What is Technology Management? Part 2
In a previous article I covered the Kearns Six Facet Model as a way to understand what technology management is all about. Universities with technology management programs also offer definitions, including these from the South Dakota School of Mines & Technology, the University of Stuttgart in Germany, and the University of Trieste in Italy.
South Dakota School of Mines & Technology – Technology management as a hybridized curriculum of management science, operations research, and MBA. Stuart Kellogg (the original guy who got me interested in this subject!) characterizes technology management in terms of three axes: interpersonal and team skills, applications, and theory. He describes the model at http://graded.sdsmt.edu/academics/programs/tm/:
An individual with a background in business administration is likely to be very good at managing resources, developing budgets, and implementing decisions based on sound economics. However, many do not have the necessary background in the appropriate technology or the quantitative decision tools necessary to effectively manage that technology.
An individual specializing in operations research will almost certainly have the background necessary to model systems and develop quantitative decision tools needed to manage that system. However, they may not have the management or business background necessary to effectively implement a solution to a problem. Management science attempts to apply the quantitative decision tools developed in operations research in an industrial or business environment. As such, it is more applications and modeling oriented. However, managers with a strong background in management science may lack of the business tools and supervisory skills necessary for today’s business climate.
Technology Management is an attempt to effectively integrate decision theory with business, management, and organizational skills necessary to effectively manage in today’s business environment. Because of this integration, technology management programs remain popular with corporations operating in a technical or global environment.
University of Stuttgart – Technology management as integrated planning, design, and optimization. The University of Stuttgart says that technology management “comprises the integrated planning, design, and optimization of technical products and processes under consideration of human factors, organizational aspects, technological solutions, and the environment.”
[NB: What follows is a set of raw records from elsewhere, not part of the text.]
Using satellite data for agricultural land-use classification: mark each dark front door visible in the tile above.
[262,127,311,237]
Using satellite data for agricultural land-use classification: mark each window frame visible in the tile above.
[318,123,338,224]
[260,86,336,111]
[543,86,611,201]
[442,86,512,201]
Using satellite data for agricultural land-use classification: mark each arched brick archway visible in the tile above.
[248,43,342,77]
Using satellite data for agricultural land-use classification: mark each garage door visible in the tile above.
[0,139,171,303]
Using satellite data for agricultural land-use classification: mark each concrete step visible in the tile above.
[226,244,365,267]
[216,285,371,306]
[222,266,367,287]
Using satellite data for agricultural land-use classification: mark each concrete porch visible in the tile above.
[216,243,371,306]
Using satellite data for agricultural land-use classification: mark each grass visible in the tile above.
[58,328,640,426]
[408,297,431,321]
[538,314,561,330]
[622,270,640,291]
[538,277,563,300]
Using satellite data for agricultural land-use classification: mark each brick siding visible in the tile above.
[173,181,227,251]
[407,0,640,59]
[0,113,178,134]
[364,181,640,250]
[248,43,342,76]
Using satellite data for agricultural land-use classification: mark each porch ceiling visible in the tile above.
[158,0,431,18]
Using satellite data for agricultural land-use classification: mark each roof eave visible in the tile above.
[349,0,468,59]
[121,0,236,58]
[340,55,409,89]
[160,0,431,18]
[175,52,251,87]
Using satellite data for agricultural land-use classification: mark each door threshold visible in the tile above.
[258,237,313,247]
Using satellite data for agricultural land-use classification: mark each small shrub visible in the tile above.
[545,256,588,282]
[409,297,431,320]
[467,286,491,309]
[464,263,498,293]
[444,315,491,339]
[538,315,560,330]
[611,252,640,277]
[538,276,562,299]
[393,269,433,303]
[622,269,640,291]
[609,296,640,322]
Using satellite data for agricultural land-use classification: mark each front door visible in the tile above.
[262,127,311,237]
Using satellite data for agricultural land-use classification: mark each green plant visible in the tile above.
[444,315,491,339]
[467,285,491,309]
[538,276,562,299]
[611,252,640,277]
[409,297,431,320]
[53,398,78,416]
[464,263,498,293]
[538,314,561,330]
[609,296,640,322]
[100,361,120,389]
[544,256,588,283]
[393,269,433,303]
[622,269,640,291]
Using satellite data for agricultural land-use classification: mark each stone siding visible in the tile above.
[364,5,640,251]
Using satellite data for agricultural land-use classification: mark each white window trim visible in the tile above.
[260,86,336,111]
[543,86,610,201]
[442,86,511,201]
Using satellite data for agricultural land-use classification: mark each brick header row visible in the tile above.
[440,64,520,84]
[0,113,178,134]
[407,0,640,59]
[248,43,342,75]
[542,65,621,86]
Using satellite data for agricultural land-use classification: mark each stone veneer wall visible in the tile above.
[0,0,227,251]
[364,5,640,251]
University of Trieste – Technology management is the effective management of technological change. The University of Trieste defines technology management as “the effective management of technological change… in order to survive, an organization must change its offering and how it creates and delivers it [innovation], and do so on a continuing basis.” The process of technology management includes: scanning the environment for signals (e.g. identifying strengths, weaknesses, opportunities and threats – SWOT), acquiring technology, implementing technology, and review, learning and feedback.